You could use the sudo dmidecode | grep -A3 '^System Information' command. This command reads information from the BIOS and the hardware. Example from my machine:

System Information
    Manufacturer: LENOVO
    Product Name: 20BHA06YGB
    Version: ThinkPad W540

Sources: [1]


Strictly speaking, there is no such thing as network-unrelated "computer name" in Linux, and I actually fail to see the purpose of naming computers which are not on the network.
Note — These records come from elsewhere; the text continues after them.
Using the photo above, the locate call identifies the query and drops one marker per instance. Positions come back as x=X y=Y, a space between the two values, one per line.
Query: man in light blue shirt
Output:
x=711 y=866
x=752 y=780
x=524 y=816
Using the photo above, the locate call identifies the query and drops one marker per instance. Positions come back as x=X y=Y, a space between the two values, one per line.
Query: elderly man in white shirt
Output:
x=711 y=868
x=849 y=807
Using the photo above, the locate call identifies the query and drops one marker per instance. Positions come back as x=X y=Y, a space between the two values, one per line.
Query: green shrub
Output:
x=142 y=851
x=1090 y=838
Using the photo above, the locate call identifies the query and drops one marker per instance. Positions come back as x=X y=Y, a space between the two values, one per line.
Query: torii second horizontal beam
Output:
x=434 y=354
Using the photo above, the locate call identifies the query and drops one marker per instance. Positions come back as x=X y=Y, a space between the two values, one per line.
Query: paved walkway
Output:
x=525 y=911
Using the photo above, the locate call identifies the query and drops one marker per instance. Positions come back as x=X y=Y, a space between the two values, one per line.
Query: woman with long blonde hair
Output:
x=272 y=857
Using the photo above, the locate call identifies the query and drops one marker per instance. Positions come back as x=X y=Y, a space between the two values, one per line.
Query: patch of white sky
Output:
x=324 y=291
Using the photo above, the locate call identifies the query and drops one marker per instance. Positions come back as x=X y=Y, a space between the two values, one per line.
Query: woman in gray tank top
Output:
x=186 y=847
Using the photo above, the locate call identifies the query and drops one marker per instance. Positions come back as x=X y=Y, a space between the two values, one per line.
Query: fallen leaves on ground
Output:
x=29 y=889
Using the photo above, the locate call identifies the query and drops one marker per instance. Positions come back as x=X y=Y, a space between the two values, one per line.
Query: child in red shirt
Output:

The reason why your computer has different strings in /etc/hostname, /etc/hosts and uname -n is that DHCP protocol has facilities to provide a hostname along with IP address to a new host. "machine42.work.localnetwork" looks exactly like a name the DHCP server would pick. This string is then saved and returned by gethostname calls.

See also:

How do I change the computer name? (tl;dr echo computername > /etc/hostname) - that's what happens when you pick a name during the installation.

How do I change the hostname without a restart? (tl;dr hostname computername) - that's what happens when you get a DHCP lease with a host name.